Zeborg's Contribution

On the other hand, Zeborg offers the combination of software and consulting expertise in tracking indirect materials spending primarily in the financial sector, and especially for complex indirect goods and services, including temporary labor, advertising, and print. It has been providing sourcing consulting engagements for particular spending categories by using its specialized RFX Sourcing Suite to help its clients negotiate a better deal with their suppliers. It has a few dozen pre-built RFX templates, and its real skill lies in helping companies sift out their above-mentioned indirect procurement spending, and then attain savings in those specific categories. Filling Emptoris' spend management capability gap, Zeborg focuses on the front of the sourcing process by providing turnkey data cleansing, cross-referencing and category classification services, and an advanced analytics engine for detailed spend data management and analysis. Its premier module, ExpenseMap, aims at giving a granular view of spending as a means to uncover better supply opportunities, and the solution has also been used to drive compliance efforts.

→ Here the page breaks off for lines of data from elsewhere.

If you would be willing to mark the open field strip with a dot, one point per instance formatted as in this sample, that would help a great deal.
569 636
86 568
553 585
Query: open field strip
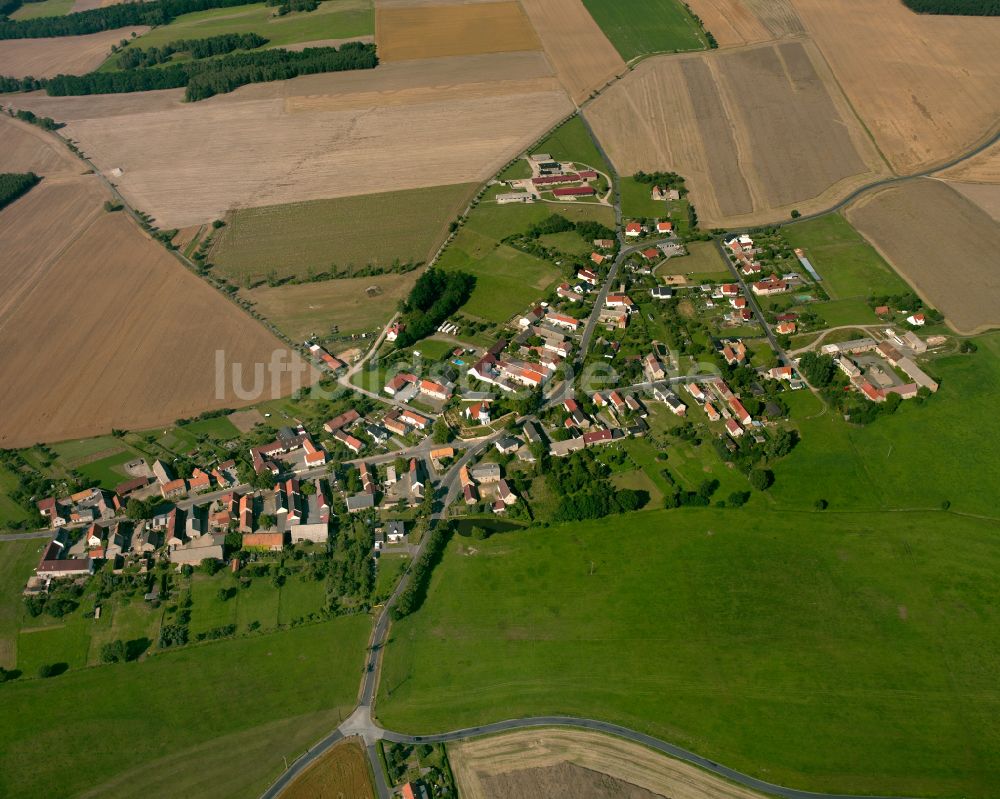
426 31
531 759
924 85
377 229
64 55
315 137
642 27
581 54
757 132
303 681
922 224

Prior to being acquired, Zeborg attempted a foray into sourcing execution to help companies reap the savings that they have identified during spending analysis. To that end, the RFX Sourcing suite also provides certain capabilities for discovering the best prices through an automated bid and analysis process, which leads to long-term contracts. However, given it's a matter for an expert's prowess rather than an enterprise application developer, Zeborg's future in developing a single-trick software was dubious, and it was expected the vendor would seek to embed its expertise (captured into a stack of "Excel spreadsheets on Microsoft Visual Basic steroids"), into an enterprise-level sourcing suite that would appeal to the top executives. This is where Emptoris comes into picture, and Emptoris's expert knowledge will likely be further productized into the ExpenseMap templates, process flows, and pre-configured analysis and award scenarios to expand within the Emptoris sourcing portfolio.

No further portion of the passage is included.